Por que o Brasil não acompanhou essa curva de crescimento? Com voz serena, Ferraz enumera uma combinação de fatores. A crise econômica do país contribuiu, é claro, mas houve também um terrível casamento entre a intensificação da concorrência em destinos como Austrália, China e Canadá e a “falta de competitividade” do Brasil.
— Operar um cruzeiro por aqui é 40% mais caro do que em outros países, por causa dos impostos, da regulação excessiva, dos entraves trabalhistas — lamenta.
Na ABAV Expo, autoridades festejaram os R$ 2 bilhões gerados pelo setor. Mas Ferraz não esconde a decepção:
— Se tivéssemos crescido ao nível mundial, estaríamos falando de R$ 6 bilhões. E os 31 mil empregos seriam mais de 50 mil.
Apesar desse tom pessimista, Ferraz pede para olharmos o lado bom. O turismo de cruzeiro, hoje, tem adesão de somente 0,24% dos brasileiros. Na Austrália, essa taxa é de 6%.
— Se alcançarmos só a metade, 3%, serão 6 milhões de pessoas passando férias em navios! Para isso, temos de resolver alguns problemas. Domar a crise, reduzir a tributação, desamarrar o nó trabalhista, aumentar o número de destinos.
Missão: Nordeste
Eis que surge na conversa o paradoxo do Nordeste. Maior operadora da América Latina, a CVC Lazer tem como os três destinos mais procurados Porto Seguro, na Bahia, Maceió, em Alagoas, e Fortaleza, no Ceará. Mas, em cruzeiros, a região é pouco explorada. Isso é decorrente do comportamento do consumidor brasileiro, que é majoritariamente egresso de SP (56%), RJ (16%) e MG (6%).
— Nosso cruzeirista gosta de fazer roteiros de até oito noites, portanto, não dá para subir muito.

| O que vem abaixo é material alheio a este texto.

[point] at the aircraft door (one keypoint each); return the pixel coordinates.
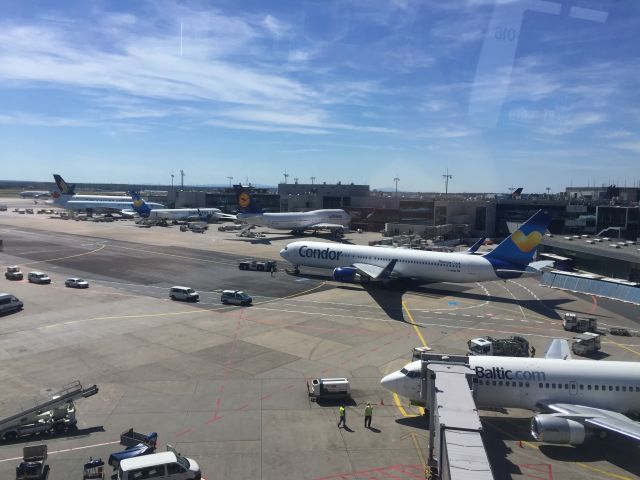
(573, 388)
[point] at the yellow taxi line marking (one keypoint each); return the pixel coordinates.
(603, 472)
(413, 322)
(64, 258)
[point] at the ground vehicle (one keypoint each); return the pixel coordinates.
(93, 469)
(137, 444)
(503, 347)
(330, 388)
(167, 465)
(39, 277)
(13, 273)
(184, 293)
(55, 412)
(585, 343)
(573, 323)
(34, 463)
(235, 297)
(9, 303)
(75, 282)
(261, 266)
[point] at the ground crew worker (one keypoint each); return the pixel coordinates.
(368, 413)
(343, 418)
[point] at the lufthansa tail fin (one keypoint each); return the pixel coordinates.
(246, 204)
(139, 206)
(518, 248)
(64, 187)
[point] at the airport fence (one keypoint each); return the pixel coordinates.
(591, 286)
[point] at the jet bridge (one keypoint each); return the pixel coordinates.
(456, 449)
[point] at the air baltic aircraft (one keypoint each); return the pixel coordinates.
(351, 263)
(163, 214)
(67, 198)
(580, 398)
(336, 221)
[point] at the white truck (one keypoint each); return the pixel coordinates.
(515, 346)
(573, 323)
(52, 413)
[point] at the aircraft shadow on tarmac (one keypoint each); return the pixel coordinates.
(69, 434)
(614, 449)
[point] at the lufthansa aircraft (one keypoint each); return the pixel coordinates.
(204, 214)
(335, 220)
(350, 263)
(579, 398)
(67, 198)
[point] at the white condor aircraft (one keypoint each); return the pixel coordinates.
(67, 198)
(207, 214)
(334, 220)
(511, 259)
(580, 398)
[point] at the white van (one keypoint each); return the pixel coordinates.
(184, 293)
(165, 466)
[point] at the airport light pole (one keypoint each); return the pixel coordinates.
(446, 177)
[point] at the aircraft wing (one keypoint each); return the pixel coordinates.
(597, 417)
(373, 271)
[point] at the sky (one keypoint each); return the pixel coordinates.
(501, 93)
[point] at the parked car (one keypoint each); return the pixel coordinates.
(186, 294)
(13, 273)
(75, 282)
(235, 297)
(9, 303)
(38, 277)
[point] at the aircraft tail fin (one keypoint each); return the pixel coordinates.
(139, 205)
(246, 204)
(64, 187)
(517, 249)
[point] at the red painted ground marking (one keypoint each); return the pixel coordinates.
(215, 418)
(543, 469)
(595, 304)
(184, 432)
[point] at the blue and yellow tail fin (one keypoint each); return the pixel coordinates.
(519, 247)
(64, 187)
(139, 206)
(246, 204)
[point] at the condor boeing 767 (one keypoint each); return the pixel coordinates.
(579, 398)
(511, 259)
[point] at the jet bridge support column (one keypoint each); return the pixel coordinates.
(456, 450)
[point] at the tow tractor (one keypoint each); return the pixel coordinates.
(258, 265)
(34, 463)
(52, 413)
(585, 344)
(573, 323)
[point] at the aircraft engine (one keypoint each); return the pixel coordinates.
(346, 274)
(556, 429)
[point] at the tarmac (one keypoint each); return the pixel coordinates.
(227, 386)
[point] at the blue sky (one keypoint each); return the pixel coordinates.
(535, 94)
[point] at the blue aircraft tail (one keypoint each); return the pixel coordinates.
(63, 186)
(517, 249)
(246, 204)
(139, 206)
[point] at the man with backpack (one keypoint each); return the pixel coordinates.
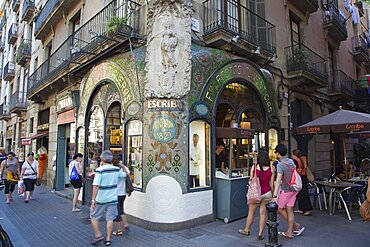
(288, 191)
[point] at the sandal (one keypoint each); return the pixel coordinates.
(117, 233)
(241, 231)
(285, 235)
(97, 240)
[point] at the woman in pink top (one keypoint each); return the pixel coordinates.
(265, 173)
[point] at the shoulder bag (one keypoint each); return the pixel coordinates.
(254, 190)
(38, 182)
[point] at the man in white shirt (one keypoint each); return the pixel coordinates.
(195, 162)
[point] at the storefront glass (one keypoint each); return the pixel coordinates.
(135, 151)
(200, 153)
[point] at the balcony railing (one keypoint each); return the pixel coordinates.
(335, 22)
(15, 5)
(4, 112)
(9, 71)
(18, 101)
(28, 9)
(237, 19)
(111, 21)
(13, 33)
(360, 49)
(302, 58)
(341, 84)
(24, 52)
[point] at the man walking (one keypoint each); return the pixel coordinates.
(287, 196)
(104, 197)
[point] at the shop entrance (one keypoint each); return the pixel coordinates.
(239, 107)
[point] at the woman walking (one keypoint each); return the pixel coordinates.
(10, 165)
(265, 172)
(121, 193)
(29, 173)
(304, 203)
(76, 166)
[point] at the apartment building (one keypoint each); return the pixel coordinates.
(157, 81)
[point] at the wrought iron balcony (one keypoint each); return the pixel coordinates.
(341, 85)
(9, 71)
(51, 13)
(335, 23)
(2, 44)
(24, 52)
(305, 68)
(28, 10)
(4, 112)
(15, 5)
(306, 6)
(18, 102)
(111, 27)
(13, 33)
(359, 49)
(226, 21)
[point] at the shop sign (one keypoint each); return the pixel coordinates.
(66, 117)
(64, 103)
(164, 105)
(238, 70)
(163, 129)
(43, 127)
(26, 142)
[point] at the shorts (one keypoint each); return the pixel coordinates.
(77, 184)
(29, 184)
(120, 208)
(286, 199)
(266, 196)
(110, 211)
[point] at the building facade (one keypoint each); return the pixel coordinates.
(161, 83)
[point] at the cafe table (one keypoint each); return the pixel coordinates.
(334, 186)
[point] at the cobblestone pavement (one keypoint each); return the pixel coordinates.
(48, 221)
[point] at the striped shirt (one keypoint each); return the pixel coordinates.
(107, 177)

Salvador acaba sendo o ponto mais alto — explica Ferraz.
O presidente da Clia Brasil acredita que o país possa tentar incluir Fortaleza – que tem infraestrutura, é um hub de aviação e recebe navios de volta ao mundo – como destino de cruzeiros pelo Caribe. Seria uma vitória e tanto, pois as viagens pelo Caribe representam 40% do total de cruzeiros e são muito frequentados pelos americanos, que correspondem à metade dos passageiros no mundo (14 milhões deles viajaram em 2018). Ferraz afirma:
— Agora que o turista dos EUA foi liberado de visto no Brasil, por que não sonhar?